Now as the UK is about to negotiate Brexit from the European Union, the UK itself is facing a break-up simultaneously. It can only be messy ,and such political upheaval is bound to have a dragging effect on the economy – doubly so in Scotland where greater uncertainty will mean greater drag.

Nicola Sturgeon prefers the hashtag #scotref

Nicola Sturgeon prefers the hashtag #scotref

As Ms Sturgeon said yesterday, the SNP had stated in their manifesto that material change in circumstances could lead to another independence referendum, and gave an example of what that material change might be by citing Scotland being taken out of the EU against the nation’s will.
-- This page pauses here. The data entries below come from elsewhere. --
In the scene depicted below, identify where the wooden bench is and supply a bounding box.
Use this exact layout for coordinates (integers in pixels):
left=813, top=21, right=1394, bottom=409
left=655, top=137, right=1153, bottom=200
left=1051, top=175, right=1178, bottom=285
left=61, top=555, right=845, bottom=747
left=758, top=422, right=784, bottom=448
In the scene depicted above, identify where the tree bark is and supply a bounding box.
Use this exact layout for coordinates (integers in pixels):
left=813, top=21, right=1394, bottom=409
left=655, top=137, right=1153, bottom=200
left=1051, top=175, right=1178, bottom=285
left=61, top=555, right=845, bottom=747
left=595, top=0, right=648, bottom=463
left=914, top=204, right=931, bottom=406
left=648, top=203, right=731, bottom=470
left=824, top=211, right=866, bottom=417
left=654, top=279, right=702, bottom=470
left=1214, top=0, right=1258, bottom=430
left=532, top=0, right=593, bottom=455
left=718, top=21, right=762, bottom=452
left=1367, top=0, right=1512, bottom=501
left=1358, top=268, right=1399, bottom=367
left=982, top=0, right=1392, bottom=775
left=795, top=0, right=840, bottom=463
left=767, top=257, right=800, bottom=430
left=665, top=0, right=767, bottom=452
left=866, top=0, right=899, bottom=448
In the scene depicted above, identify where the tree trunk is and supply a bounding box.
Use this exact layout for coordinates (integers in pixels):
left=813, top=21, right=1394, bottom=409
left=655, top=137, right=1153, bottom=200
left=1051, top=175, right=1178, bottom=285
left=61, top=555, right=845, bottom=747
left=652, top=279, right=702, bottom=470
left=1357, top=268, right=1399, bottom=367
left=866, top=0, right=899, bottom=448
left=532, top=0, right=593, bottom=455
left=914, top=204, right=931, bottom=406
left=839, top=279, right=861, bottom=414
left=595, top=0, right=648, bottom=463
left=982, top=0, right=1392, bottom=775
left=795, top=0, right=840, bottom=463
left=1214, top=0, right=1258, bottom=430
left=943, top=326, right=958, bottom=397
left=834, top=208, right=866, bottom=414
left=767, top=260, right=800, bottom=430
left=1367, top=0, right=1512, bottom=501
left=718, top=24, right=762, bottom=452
But if there were no surprises in the actions announced by Ms Sturgeon, there were some interesting pointers in the language – she very much played the anti-Tory card, and even mentioned speculative reports that the Tories could be in power until 2030 “or beyond”.

So she is to go to the Scottish Parliament to ask Westminster to grant a Section 30 order which will allow a legally-binding referendum to be held. Should the Scottish Parliament pass such a move – and it will, with the SNP supported by the Greens – Prime Minister Theresa May could reject it. But she would be rejecting the settled will of the Scottish Parliament and she should not do that, and cannot do that without creating dangerous division. There is greater speculation that the Westminster government may try to delay the referendum to a point beyond Brexit, but it should not do that either. It has to understand that what is now in motion has to be allowed, short of some last-minute agreement, or democracy will be failed.

So Scotland will face a choice, and it is important here to set down the First Minister’s exact words. She suggested the referendum between the end of the Brexit negotiations and before the UK actually leaves. She said: “It is important that Scotland is able to exercise the right to choose our own future at a time when the options are clearer than they are now – but before it is too late to decide on our own path. It is just as important that there is clarity about the implications of independence. And there will be.

“What Scotland deserves is the chance to decide our future in a fair, free and democratic way – and at a time when we are equipped with the facts we need. It is, above all, about informed choice.”

So that is clear: if Scotland is to be forced into again making a choice about leaving the UK, and the Brexit negotiations inform us as to what life in a post-EU UK would look like, we must also know what life in Scotland post-UK would look like, and we need facts. Will we be in Europe and at what cost? Will we have the Euro, will we have open borders (except with England), what would our defence configuration be? And many others. The First Minister has promised facts for informed choice. Let us hope she keeps her word.